Much like its illustrious predecessor The Woman in Black, Susan Hill’s The Small Hand gives us a rational, mildly religious narrator whose initial spine-chilling experience takes an age to develop into something more horrible as his everyday life and his own reason delay him in delving into what he has experienced. ‘Something more horrible’ then ends in an abrupt sort of deus ex machina that restores calm and normality, before Hill rolls out her horrifying pièce de résistance and we end the novella in a complete panic with our hands over our mouths. Most of these qualities, however effective they were in making The Woman in Black so iconic, tend to turn The Small Hand into a small incidental more admirable for the technical mastery of its narrative than for its ability to shock, the latter being something we can, not unnecessarily, consider indispensable in a novella subtitled A Ghost Story.
It is on his way to pay a visit to a rich client in the country that antique book dealer Adam Snow first encounters the White House, a derelict mansion with an enormous, overgrown garden that bears signs of a glorious past. Drawn to the place by some inexplicable force, Adam soon jumps out of his skin at the feeling of a child’s small, cool hand taking his; a ghostly gesture that seems to have no intention but a benign one; perhaps the greeting of another human being by a spirit long left to itself. Adam recalls the incident with fondness and determines to go back to the White House and to explore its past. That’s before the small hand begins to pull him towards cliff edges and pools, demonstrating an apparently malevolent urge to ensure Adam’s departure from this world through suicide.

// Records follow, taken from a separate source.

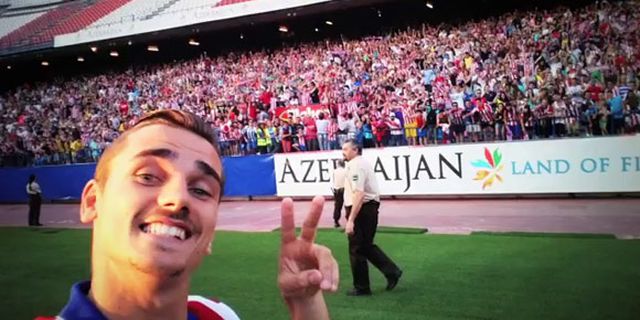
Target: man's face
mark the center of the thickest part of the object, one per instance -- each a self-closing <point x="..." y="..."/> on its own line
<point x="158" y="208"/>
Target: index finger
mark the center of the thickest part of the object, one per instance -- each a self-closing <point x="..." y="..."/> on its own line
<point x="310" y="225"/>
<point x="287" y="226"/>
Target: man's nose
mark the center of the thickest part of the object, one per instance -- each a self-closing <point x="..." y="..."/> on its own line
<point x="174" y="196"/>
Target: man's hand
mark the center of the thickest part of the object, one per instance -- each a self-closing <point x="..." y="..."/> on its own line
<point x="306" y="269"/>
<point x="348" y="229"/>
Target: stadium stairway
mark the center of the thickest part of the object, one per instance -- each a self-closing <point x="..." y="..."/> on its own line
<point x="67" y="18"/>
<point x="160" y="9"/>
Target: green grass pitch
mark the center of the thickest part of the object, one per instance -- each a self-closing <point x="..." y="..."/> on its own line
<point x="481" y="276"/>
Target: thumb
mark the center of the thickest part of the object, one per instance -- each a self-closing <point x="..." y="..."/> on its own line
<point x="296" y="284"/>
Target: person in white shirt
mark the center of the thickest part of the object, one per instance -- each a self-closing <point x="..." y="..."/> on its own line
<point x="322" y="125"/>
<point x="362" y="195"/>
<point x="35" y="201"/>
<point x="337" y="182"/>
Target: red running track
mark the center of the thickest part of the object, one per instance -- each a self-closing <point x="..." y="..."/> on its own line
<point x="620" y="217"/>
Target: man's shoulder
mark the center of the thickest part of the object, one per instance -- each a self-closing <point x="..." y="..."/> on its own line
<point x="207" y="309"/>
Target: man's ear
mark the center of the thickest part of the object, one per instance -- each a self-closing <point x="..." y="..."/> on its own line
<point x="88" y="206"/>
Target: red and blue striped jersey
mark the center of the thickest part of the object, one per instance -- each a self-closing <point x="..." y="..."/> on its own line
<point x="80" y="307"/>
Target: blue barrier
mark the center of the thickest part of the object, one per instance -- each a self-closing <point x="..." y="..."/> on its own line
<point x="245" y="176"/>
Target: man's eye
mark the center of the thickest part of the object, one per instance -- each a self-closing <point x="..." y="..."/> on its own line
<point x="200" y="192"/>
<point x="146" y="178"/>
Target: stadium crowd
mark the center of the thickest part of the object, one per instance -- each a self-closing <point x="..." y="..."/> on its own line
<point x="532" y="75"/>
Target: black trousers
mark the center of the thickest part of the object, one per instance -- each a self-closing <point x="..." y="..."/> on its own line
<point x="338" y="202"/>
<point x="362" y="248"/>
<point x="35" y="200"/>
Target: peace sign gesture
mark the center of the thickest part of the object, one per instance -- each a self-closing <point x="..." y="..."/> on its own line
<point x="306" y="269"/>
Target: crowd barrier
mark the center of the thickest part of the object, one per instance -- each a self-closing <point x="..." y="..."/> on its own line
<point x="562" y="166"/>
<point x="244" y="176"/>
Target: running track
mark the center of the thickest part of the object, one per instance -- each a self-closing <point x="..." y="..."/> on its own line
<point x="620" y="217"/>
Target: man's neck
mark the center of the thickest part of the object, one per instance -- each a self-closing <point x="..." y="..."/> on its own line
<point x="138" y="295"/>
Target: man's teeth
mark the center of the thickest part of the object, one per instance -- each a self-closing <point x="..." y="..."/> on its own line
<point x="165" y="230"/>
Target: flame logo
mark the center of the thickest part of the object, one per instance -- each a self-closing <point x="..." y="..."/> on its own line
<point x="489" y="168"/>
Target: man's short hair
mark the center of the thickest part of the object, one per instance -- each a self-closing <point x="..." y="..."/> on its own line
<point x="174" y="118"/>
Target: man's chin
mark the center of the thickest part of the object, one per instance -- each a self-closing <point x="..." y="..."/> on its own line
<point x="159" y="266"/>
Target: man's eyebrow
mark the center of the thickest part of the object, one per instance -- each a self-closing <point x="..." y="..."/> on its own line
<point x="160" y="153"/>
<point x="208" y="170"/>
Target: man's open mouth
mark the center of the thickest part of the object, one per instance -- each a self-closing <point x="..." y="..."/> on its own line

Add some ghastly nightmares and hallucinations, a brother incarcerated in an asylum for a year and a grand old house that was once the toast of the kingdom, and you have classic Susan Hill dynamite in a little package that can be read in two hours.
Hill is especially good at writing convincingly about ordinary, unexceptional people, and much of this is to do with her highly developed command of narrative voice. In The Small Hand, we’re consequently perfectly convinced that we’re dealing with plain old upper English middle class Adam Snow, antique book dealer. Adam’s attitude to most things is one of habitual restraint, and he doesn’t seem to talk about anything with unabashed enthusiasm except books and libraries, though even these instances are not as marked as they would be in a more extroverted person. He is a man firmly grounded in reason and rather lacking in imagination. This shows itself in controlled, well-expressed, matter-of-fact prose, even at moments of high emotion and accounts for much of Adam’s conduct: his rather calm initial acceptance of the small hand as a thing whose real existence he does not doubt, his delayed rather than immediate supposition that his experience is the result of insanity, and the constant, infuriating way that his acting on this experience is continually delayed and shoved into a corner of his unconscious mind by the most mundane distractions imaginable. A consequence of this is that the novella’s plot takes the length of The Kalevala to develop without there being much in the way of character to fascinate us in between, Adam himself being rather boring, but not so boring that we don’t care what happens to him.
When the plot does finally manage to get going, The Small Hand is shocking and mesmerising, with seemingly unimportant details suddenly assuming great significance. The last part of the novella is like a horserace against the pages themselves, all the suspense that has been building up (and sometimes lacking) exploding in one small, psychological place that could lead to a great variety of paper cuts on the reader’s part. The inevitable final twist is thrilling and brilliant, with Hill never losing control of the narrative poise that she has so often demonstrated.
The Small Hand’s great qualities do not quite succeed in overshadowing the duller sheen of its earlier pages; in making the wait worthwhile. One often feels that Hill requires a lesson from Bram Stoker, or indeed from her earlier self, in the correct way to gradually build up suspense and hold the reader’s interest: it’s not enough to disjointedly imply here and there before dumping a tidal wave on our heads. A more interesting protagonist may have greatly assisted a plot that takes such a long time to unfold; nevertheless, it’s an exquisitely well-written book that is very well characterised and in many ways, particularly its last part, shows a consummate knowledge of how to portray a classic ghost novel plot that fools a reader into believing they’re reading it for the first time.